US Rep. Ilhan Omar's father dies from Covid-19 complications

Democratic Minnesota Rep. Ilhan Omar's father has died from complications from Covid-19, the Congresswoman announced on Monday.

In a statement announcing his death, Omar said, “It is with tremendous sadness and pain that I share that my father, Nur Omar Mohamed, passed away today due to complications from COVID-19. No words can describe what he meant to me and all who knew him. My family and I ask for your respect and privacy during this time."

1:20 a.m. ET, June 16, 2020

Trump's Tulsa rally is a “complete recipe for something terrible to happen,” expert says

From CNN Health’s Jen Christensen

US President Donald Trump listens during a roundtable on “Fighting for America’s Seniors” at the Cabinet Room of the White House on June 15, in Washington, DC.
US President Donald Trump listens during a roundtable on “Fighting for America’s Seniors” at the Cabinet Room of the White House on June 15, in Washington, DC. Doug Mills/Getty Images

President Donald Trump’s plan to hold a rally in Tulsa on Saturday seems like a “terrible” idea in the time of Covid-19, Erin Bromage, an Associate Professor of Biology at the University of Massachusetts Dartmouth, told CNN's Don Lemon Monday night. 

The plan “got worse,” he said, learning that the President decided to expand the size of the rally.

In addition to an indoor stadium that holds thousands, the campaign is making additional room for his followers with a 40,000 convention hall next door. 

“I was writing about this today and 19,000 people put in a stadium, it’s like a carnival event in some of the rallies with people yelling and screaming, people singing,” Bromage said. “It just seems like it’s the complete recipe for something terrible to happen.”

1:13 a.m.

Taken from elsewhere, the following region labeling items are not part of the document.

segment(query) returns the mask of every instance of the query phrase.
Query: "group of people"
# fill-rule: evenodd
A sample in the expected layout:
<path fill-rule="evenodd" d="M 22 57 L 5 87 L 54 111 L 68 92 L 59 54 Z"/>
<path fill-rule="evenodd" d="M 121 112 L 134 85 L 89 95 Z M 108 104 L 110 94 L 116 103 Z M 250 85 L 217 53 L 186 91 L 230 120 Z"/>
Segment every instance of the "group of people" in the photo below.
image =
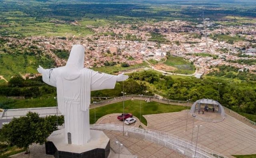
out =
<path fill-rule="evenodd" d="M 214 108 L 214 107 L 213 107 L 213 108 L 212 108 L 212 112 L 214 112 L 214 110 L 215 110 L 215 108 Z M 205 106 L 204 106 L 204 110 L 203 110 L 202 111 L 202 113 L 203 114 L 204 113 L 204 112 L 205 111 L 206 111 L 207 112 L 208 112 L 208 110 L 209 110 L 209 107 L 208 107 L 208 105 L 205 105 Z M 198 114 L 200 114 L 200 111 L 201 110 L 200 110 L 200 109 L 198 110 Z"/>

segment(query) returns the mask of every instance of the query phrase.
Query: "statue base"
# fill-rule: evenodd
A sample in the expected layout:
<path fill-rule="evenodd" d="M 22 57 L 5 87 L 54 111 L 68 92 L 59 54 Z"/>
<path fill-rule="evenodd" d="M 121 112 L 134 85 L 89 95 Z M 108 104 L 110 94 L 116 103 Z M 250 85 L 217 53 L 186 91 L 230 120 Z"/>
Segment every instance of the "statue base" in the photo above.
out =
<path fill-rule="evenodd" d="M 101 131 L 90 130 L 91 140 L 85 144 L 67 144 L 65 129 L 54 131 L 45 143 L 46 154 L 55 158 L 107 158 L 110 153 L 109 139 Z"/>

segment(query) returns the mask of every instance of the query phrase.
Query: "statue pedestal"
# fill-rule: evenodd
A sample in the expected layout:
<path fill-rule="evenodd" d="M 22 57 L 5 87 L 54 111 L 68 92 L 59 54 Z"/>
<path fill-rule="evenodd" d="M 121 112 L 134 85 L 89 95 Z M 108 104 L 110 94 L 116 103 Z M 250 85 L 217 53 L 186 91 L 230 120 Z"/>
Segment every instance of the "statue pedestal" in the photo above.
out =
<path fill-rule="evenodd" d="M 107 158 L 110 152 L 109 139 L 100 131 L 90 130 L 91 140 L 83 145 L 66 144 L 65 129 L 54 131 L 45 143 L 46 154 L 55 158 Z"/>

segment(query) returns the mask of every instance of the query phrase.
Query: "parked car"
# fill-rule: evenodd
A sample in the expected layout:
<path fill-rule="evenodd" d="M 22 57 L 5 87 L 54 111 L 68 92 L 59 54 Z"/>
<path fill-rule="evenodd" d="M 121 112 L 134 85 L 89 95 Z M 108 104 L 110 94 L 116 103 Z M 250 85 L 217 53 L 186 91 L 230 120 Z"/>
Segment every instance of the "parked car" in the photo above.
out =
<path fill-rule="evenodd" d="M 121 115 L 117 116 L 117 119 L 120 121 L 122 121 L 123 120 L 123 119 L 125 120 L 125 119 L 127 118 L 129 118 L 129 117 L 133 117 L 133 115 L 132 114 L 125 113 L 124 115 L 124 114 L 122 114 Z"/>
<path fill-rule="evenodd" d="M 136 122 L 136 119 L 134 118 L 129 117 L 124 120 L 124 123 L 127 125 L 130 125 L 133 123 Z"/>

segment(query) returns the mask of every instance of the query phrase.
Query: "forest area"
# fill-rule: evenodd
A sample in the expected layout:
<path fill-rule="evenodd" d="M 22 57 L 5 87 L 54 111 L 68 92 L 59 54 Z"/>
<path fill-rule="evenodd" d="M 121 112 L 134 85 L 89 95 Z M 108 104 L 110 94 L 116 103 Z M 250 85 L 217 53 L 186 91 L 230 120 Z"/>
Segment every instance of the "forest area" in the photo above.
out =
<path fill-rule="evenodd" d="M 207 76 L 202 79 L 194 77 L 175 78 L 150 71 L 134 72 L 129 75 L 130 79 L 124 83 L 126 95 L 153 95 L 155 93 L 177 100 L 186 101 L 190 99 L 191 101 L 195 101 L 204 98 L 218 100 L 223 105 L 256 121 L 255 82 L 248 81 L 238 83 Z M 91 97 L 121 96 L 123 86 L 122 83 L 117 82 L 115 89 L 92 91 Z M 0 84 L 0 108 L 54 106 L 55 100 L 52 98 L 56 94 L 56 89 L 44 83 L 41 77 L 24 80 L 17 75 L 11 79 L 8 84 Z M 7 98 L 10 96 L 24 96 L 26 99 Z M 93 99 L 91 101 L 98 100 Z"/>

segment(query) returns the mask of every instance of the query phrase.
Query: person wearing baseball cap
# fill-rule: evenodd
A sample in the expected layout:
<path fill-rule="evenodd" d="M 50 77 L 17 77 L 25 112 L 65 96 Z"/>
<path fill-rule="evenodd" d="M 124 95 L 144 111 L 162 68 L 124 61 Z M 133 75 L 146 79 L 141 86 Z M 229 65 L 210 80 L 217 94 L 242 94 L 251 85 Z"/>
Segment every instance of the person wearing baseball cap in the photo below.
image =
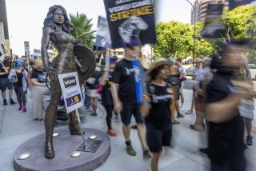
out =
<path fill-rule="evenodd" d="M 195 78 L 195 100 L 194 100 L 194 108 L 196 113 L 196 120 L 193 125 L 190 127 L 196 131 L 203 132 L 205 129 L 204 125 L 204 108 L 205 108 L 205 94 L 203 91 L 203 82 L 206 75 L 210 72 L 210 65 L 211 62 L 211 58 L 205 58 L 202 61 L 202 70 L 197 74 Z"/>
<path fill-rule="evenodd" d="M 22 69 L 23 63 L 18 60 L 15 62 L 15 69 L 10 72 L 9 79 L 14 80 L 14 90 L 17 96 L 17 100 L 19 104 L 18 110 L 26 112 L 26 91 L 27 89 L 26 79 L 27 72 Z"/>
<path fill-rule="evenodd" d="M 146 83 L 141 112 L 146 125 L 146 140 L 150 152 L 151 170 L 158 170 L 162 146 L 170 146 L 172 136 L 172 113 L 175 100 L 171 86 L 167 83 L 170 62 L 158 58 L 147 74 L 150 82 Z"/>
<path fill-rule="evenodd" d="M 9 97 L 11 105 L 16 104 L 13 100 L 14 85 L 11 80 L 8 80 L 8 75 L 12 68 L 12 61 L 10 56 L 5 56 L 4 61 L 0 61 L 0 90 L 3 99 L 3 105 L 7 105 L 6 90 L 9 89 Z"/>
<path fill-rule="evenodd" d="M 195 78 L 197 77 L 197 75 L 198 74 L 198 73 L 201 72 L 202 70 L 202 60 L 199 58 L 196 58 L 194 60 L 194 63 L 195 63 L 195 66 L 193 69 L 192 71 L 192 80 L 194 81 Z M 196 88 L 196 84 L 193 83 L 192 86 L 192 90 L 193 90 L 193 95 L 192 95 L 192 101 L 191 101 L 191 108 L 190 110 L 188 110 L 187 112 L 186 112 L 186 114 L 193 114 L 194 113 L 194 101 L 195 101 L 195 88 Z"/>

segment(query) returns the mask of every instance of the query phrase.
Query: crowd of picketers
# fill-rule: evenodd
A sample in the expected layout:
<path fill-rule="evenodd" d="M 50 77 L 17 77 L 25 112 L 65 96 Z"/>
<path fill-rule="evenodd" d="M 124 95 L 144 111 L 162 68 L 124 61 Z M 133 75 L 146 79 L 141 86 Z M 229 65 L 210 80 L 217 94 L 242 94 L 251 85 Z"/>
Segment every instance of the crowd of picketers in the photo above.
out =
<path fill-rule="evenodd" d="M 171 139 L 175 138 L 172 137 L 173 125 L 179 124 L 184 113 L 195 111 L 196 119 L 190 128 L 208 135 L 207 148 L 199 150 L 208 155 L 211 170 L 246 170 L 244 150 L 253 143 L 253 98 L 256 95 L 246 68 L 248 50 L 247 40 L 232 41 L 218 54 L 196 59 L 191 109 L 186 111 L 183 86 L 187 76 L 182 59 L 156 58 L 150 66 L 138 66 L 139 48 L 125 48 L 123 59 L 118 62 L 116 57 L 111 57 L 110 69 L 98 66 L 87 81 L 86 92 L 87 99 L 91 99 L 91 115 L 97 116 L 100 94 L 107 113 L 107 133 L 117 135 L 111 118 L 113 113 L 120 113 L 124 144 L 131 156 L 136 155 L 130 139 L 134 116 L 143 157 L 151 157 L 151 170 L 155 171 L 162 147 L 170 146 Z M 142 96 L 138 95 L 140 93 Z"/>
<path fill-rule="evenodd" d="M 107 133 L 117 136 L 111 126 L 113 114 L 121 116 L 124 145 L 127 153 L 135 156 L 130 139 L 130 121 L 134 116 L 143 157 L 151 158 L 150 167 L 158 170 L 163 146 L 170 146 L 172 127 L 185 114 L 196 119 L 190 127 L 208 135 L 207 148 L 200 151 L 208 155 L 211 170 L 246 170 L 244 150 L 252 145 L 252 120 L 256 92 L 246 69 L 246 41 L 230 42 L 222 51 L 203 60 L 196 59 L 193 70 L 191 109 L 185 111 L 184 82 L 187 79 L 181 58 L 157 58 L 150 65 L 139 62 L 138 47 L 125 48 L 125 58 L 110 58 L 110 66 L 98 64 L 84 84 L 86 108 L 92 106 L 97 116 L 100 98 L 106 112 Z M 8 56 L 0 65 L 0 88 L 3 105 L 10 103 L 14 89 L 18 110 L 26 111 L 26 93 L 30 89 L 34 120 L 42 120 L 45 96 L 49 96 L 46 74 L 41 58 L 26 67 L 21 61 Z M 185 111 L 182 113 L 181 111 Z M 246 136 L 244 128 L 246 128 Z"/>
<path fill-rule="evenodd" d="M 6 92 L 9 90 L 10 103 L 7 101 Z M 40 58 L 26 62 L 6 56 L 0 62 L 0 89 L 3 99 L 3 105 L 13 105 L 17 102 L 13 98 L 14 90 L 18 103 L 18 109 L 26 113 L 27 94 L 32 97 L 32 116 L 34 120 L 43 120 L 44 99 L 50 93 L 46 86 L 46 73 L 44 71 Z M 30 89 L 30 91 L 28 91 Z"/>

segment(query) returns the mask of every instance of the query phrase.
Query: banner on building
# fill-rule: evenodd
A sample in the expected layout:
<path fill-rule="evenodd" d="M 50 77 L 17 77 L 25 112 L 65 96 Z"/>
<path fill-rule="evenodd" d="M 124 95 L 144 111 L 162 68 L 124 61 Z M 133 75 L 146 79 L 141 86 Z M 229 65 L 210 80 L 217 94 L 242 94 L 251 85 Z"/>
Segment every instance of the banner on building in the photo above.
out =
<path fill-rule="evenodd" d="M 95 46 L 105 49 L 111 48 L 109 25 L 106 18 L 101 16 L 98 16 L 98 19 Z"/>
<path fill-rule="evenodd" d="M 41 50 L 37 50 L 37 49 L 34 49 L 33 50 L 33 57 L 34 58 L 41 57 Z"/>
<path fill-rule="evenodd" d="M 230 1 L 230 10 L 233 10 L 239 6 L 246 4 L 255 4 L 256 0 L 229 0 Z"/>
<path fill-rule="evenodd" d="M 58 77 L 62 91 L 66 113 L 69 113 L 83 106 L 78 73 L 67 73 L 59 74 Z"/>
<path fill-rule="evenodd" d="M 112 48 L 156 42 L 154 0 L 104 0 Z"/>
<path fill-rule="evenodd" d="M 5 39 L 3 42 L 3 49 L 6 55 L 11 57 L 10 47 L 10 41 L 8 39 Z"/>
<path fill-rule="evenodd" d="M 222 23 L 224 5 L 222 3 L 208 4 L 205 26 L 202 31 L 202 37 L 205 38 L 220 38 L 226 31 L 226 26 Z"/>
<path fill-rule="evenodd" d="M 29 58 L 30 58 L 30 42 L 24 42 L 24 50 L 25 50 L 25 57 Z"/>
<path fill-rule="evenodd" d="M 5 58 L 5 50 L 3 49 L 3 44 L 0 44 L 0 60 L 3 62 Z"/>

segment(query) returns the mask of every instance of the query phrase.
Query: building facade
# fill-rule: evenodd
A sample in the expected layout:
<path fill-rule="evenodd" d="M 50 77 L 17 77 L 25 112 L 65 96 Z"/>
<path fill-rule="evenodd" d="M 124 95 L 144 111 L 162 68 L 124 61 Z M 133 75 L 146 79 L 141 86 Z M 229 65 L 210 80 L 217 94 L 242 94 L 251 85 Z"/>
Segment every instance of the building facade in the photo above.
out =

ET, June 16, 2020

About 1 in 5 people globally have an underlying condition putting them at increased risk of severe Covid-19, new study suggests

From CNN Health's Jacqueline Howard

A man wearing a face mask walks in an empty Covent Garden in London on June 15.
A man wearing a face mask walks in an empty Covent Garden in London on June 15. Tolga Akmen/AFP/Getty Images

About one in five people around the world could have an increased risk of getting severely ill from Covid-19 because they have an underlying health condition -- and this risk varies by age, a new study suggests.

The study, published in the journal Lancet Global Health on Monday, estimates that 1.7 billion people, or 22% of the world population, have at least one underlying condition that puts them at a higher risk of severe complications of Covid-19.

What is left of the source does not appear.